Actually, massive sequencing technologies can be conveniently adapted to TBB by developing software that can rapidly and systematically analyze the multiple nucleotide sequences of the TBB amplicons, thus contributing to a conclusive step toward a full coverage of plant species and varieties discrimination and storage of information. Objections could be that the TBB system is all based on only one gene, but this feature is actually the key to success because, in comparison to
cox1 and any desirable plant equivalent gene, TBB bases its power of discrimination on multiple, essentially unlinked genes, belonging to the same gene family but distributed across different chromosomes. In conclusion, we think that the TBB story must be taken as paradigmatic for the preservation of hypothesis-driven experimental approaches and investigations that, despite the undoubted overwhelming power and undisputable contribution that may come by the massive technology focused on the BIG DATA, should not be abandoned.

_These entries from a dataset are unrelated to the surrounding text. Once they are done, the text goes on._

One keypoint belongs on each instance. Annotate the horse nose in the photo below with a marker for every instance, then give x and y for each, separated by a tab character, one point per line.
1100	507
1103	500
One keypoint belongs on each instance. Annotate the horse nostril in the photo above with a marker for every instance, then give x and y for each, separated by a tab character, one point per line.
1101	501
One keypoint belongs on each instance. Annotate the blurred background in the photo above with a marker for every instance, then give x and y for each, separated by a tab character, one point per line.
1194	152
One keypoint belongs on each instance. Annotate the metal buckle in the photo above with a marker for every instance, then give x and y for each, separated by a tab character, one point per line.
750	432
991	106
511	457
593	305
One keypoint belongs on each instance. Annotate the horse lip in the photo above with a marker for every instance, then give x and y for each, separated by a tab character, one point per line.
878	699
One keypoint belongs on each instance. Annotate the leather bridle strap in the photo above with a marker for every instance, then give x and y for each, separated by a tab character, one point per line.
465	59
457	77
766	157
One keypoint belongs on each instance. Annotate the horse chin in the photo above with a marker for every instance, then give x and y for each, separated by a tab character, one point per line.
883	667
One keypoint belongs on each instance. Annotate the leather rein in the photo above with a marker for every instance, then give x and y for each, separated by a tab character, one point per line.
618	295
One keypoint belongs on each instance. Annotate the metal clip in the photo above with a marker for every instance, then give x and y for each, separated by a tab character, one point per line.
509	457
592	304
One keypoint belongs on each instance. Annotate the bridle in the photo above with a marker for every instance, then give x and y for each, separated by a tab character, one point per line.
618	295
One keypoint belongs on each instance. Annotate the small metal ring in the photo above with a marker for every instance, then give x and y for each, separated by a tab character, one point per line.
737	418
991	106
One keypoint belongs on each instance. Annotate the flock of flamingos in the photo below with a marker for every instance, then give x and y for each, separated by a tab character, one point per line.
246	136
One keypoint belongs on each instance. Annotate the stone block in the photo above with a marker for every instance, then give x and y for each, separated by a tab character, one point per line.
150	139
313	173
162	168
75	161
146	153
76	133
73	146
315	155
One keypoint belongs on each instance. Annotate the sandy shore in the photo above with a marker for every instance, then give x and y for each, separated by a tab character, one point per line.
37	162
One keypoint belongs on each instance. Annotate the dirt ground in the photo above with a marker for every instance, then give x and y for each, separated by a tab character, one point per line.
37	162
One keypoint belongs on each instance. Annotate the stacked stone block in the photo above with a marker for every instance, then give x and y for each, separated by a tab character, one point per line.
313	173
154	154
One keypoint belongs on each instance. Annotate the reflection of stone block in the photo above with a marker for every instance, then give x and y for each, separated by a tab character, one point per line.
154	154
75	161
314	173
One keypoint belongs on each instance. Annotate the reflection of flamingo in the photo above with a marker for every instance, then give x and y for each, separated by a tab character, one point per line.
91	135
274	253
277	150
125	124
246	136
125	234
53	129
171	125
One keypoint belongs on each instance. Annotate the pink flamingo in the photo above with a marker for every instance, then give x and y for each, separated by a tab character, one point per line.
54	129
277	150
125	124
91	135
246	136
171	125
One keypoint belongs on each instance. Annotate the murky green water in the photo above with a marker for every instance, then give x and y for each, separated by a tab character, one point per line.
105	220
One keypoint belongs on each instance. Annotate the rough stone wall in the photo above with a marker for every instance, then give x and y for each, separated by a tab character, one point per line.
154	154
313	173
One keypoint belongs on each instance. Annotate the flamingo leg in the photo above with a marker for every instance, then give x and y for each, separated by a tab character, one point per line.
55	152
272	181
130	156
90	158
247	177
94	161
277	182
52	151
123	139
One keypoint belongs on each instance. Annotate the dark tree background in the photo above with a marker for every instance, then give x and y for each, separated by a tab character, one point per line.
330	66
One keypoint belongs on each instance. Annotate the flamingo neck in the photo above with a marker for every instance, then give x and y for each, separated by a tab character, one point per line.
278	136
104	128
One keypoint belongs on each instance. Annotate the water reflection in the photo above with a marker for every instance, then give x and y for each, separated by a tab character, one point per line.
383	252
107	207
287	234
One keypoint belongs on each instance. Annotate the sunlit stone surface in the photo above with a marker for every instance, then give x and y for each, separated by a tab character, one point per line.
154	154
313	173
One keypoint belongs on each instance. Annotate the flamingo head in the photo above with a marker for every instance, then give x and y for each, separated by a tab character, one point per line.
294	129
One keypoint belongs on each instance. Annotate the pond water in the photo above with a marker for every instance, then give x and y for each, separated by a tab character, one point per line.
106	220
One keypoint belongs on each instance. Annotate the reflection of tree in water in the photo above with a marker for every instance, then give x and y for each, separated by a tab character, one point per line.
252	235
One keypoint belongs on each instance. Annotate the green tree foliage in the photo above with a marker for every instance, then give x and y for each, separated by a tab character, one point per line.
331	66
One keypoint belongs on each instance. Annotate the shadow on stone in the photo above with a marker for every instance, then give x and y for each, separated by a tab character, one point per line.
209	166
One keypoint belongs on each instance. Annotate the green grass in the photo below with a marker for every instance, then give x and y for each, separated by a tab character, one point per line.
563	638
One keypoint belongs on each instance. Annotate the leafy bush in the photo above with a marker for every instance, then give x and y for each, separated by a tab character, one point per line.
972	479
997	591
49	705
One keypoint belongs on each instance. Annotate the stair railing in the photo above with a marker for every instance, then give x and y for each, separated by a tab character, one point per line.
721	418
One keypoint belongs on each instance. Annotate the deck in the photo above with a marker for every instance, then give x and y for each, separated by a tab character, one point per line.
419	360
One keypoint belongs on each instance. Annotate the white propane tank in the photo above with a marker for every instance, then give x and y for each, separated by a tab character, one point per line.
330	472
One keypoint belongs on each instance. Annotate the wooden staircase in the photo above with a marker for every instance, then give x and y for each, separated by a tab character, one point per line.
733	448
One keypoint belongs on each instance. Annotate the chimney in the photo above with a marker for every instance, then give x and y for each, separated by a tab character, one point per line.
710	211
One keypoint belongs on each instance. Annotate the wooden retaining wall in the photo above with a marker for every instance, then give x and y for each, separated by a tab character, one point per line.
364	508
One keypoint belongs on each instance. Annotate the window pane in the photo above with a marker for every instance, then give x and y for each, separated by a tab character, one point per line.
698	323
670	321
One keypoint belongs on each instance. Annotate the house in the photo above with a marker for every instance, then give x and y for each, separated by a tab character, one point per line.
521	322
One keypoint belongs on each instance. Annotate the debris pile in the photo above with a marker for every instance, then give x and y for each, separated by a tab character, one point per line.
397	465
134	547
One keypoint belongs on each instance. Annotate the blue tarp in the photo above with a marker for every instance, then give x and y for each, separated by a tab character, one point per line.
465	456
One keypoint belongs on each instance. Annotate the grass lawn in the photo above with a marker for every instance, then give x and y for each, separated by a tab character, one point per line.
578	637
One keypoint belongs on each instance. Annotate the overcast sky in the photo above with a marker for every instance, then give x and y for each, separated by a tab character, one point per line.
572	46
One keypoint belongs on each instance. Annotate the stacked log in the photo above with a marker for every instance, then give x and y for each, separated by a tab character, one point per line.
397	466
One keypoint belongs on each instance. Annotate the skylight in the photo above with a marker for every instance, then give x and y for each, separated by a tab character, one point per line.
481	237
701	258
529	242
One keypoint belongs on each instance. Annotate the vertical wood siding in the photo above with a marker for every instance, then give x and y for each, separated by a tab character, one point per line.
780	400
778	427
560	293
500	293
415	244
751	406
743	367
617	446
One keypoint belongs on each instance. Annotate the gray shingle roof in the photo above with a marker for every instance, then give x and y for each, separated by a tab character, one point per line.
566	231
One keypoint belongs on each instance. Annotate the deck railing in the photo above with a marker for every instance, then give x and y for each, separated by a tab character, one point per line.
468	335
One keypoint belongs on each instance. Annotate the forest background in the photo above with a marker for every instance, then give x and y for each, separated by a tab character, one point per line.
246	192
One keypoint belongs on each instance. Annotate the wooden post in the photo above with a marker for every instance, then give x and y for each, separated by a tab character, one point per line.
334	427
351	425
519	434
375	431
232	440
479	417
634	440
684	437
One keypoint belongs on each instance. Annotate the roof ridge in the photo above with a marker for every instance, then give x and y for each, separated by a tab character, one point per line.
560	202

The two approaches should actually find a reciprocal strengthening and recognition as recently shown for the identification of the genetic determinants of the juvenile mortality in Braunvieh cattle, where the homozygous aplotype deficiency BH2 was eventually narrowed down to mutations occurring in the bovine
TUBD1 (tubulin Δ1) gene that causes a defect in microtubule organization of the respiratory cilia [
13]. Applied to the barcoding of species, such a strategy could, at the very least, exploit TBB for supporting DNA barcoding sensu Hebert [
3], possibly in association with DNA fingerprint methods based on the full sequencing of the mitochondrial or chloroplast genomes.